Similarly, Wilson’s model is very good in understanding the psychological, demographic, inter-personal, environmental and source characteristic intervening variables of user communities. If this is applied to a community such as journalists, the model does well to identify their information seeking behaviour through options such as passive search, passive attention, active search and ongoing search. This offers various search mechanisms for the different users with different needs in this community. However a community such as journalists would often require more then a single source of information and thus by incorporating the Spink model to various information products such as databases and CD-ROMS and then incorporating them into a single large database based upon the Wilson model may satisfy the needs of this community.

In contrast, the models fail to take into account that different users in different communities have varying levels of knowledge and thus it may be difficult to apply a single system that would satisfy the needs of all level of users within a community. This can be seen in the case of the student community where a single database such as Dialog can not be expected to appeal to all users it is a database that is difficult to use for the novice user. Similarly, different users within a community may have different needs and this can once again be seen in a student community where a database designed for further reading would have to hold different levels of information for a first year student in comparison to a PHD students. As a result, although it may be a single database serving a single community of users, the needs of these users may be very different.

The models also fail to specify exactly how they understand the needs, wants and demands of the user and determine what the user values. This is vital when assessing what information service to provide to a community and how it will best serve the user through meeting their needs. The models also fail to take into account user education. Different people learn better using different methods and therefore whilst some users may be more suited to an auditory method such as a presentation, other users may be suited to visual and kinaesthetic methods through a more “hands on” approach to learning. It is vital to incorporate a learning system into these models which identify how the user would gain the information skills/literacy and how best a balance can be gained between the user and the learning method.

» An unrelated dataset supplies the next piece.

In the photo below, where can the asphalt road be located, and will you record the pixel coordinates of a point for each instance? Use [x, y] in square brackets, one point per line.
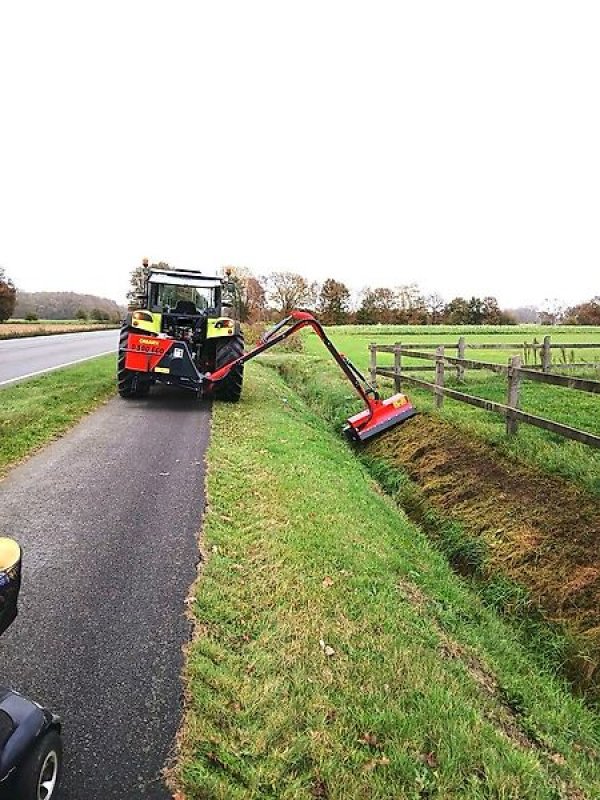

Attention and memory constraints suffered by users are another factor that the models do not directly take into account. Metaphors, icons, graphic and colour coding are all factors that can determine how easily the user relates to the product and therefore how quickly they learn. In conclusion, whilst the Wilson and Spink model both have their own respective strengths and weaknesses, I feel that it would depend upon the particular community itself and its needs that would eventually determine the success of the model. In many communities such as journalism, a combination of the broad Wilson model and a more specific model such as Spink’s model would be very useful as incorporating the two together would help serve the varying needs of the smaller communities within the general community of journalists. I also feel that the models need to incorporate other factors as well such as identifying that different users have varying level of knowledge and expertise, comfort levels, differences in seeking behaviour, tasks goals etc and therefore a single model can not apply to every one in every community.

Finally, I feel that the models need to incorporate a research aspect and attempt to identify how each model can be promoted and taught to the user, taking into account that each user has different information literacy rates and is suited to varying methods of learning. This can also be combined with an assessment aspect of the model which can allow the community to evaluate the product/service that has been based on the model and measure its effectiveness, benefits and performance.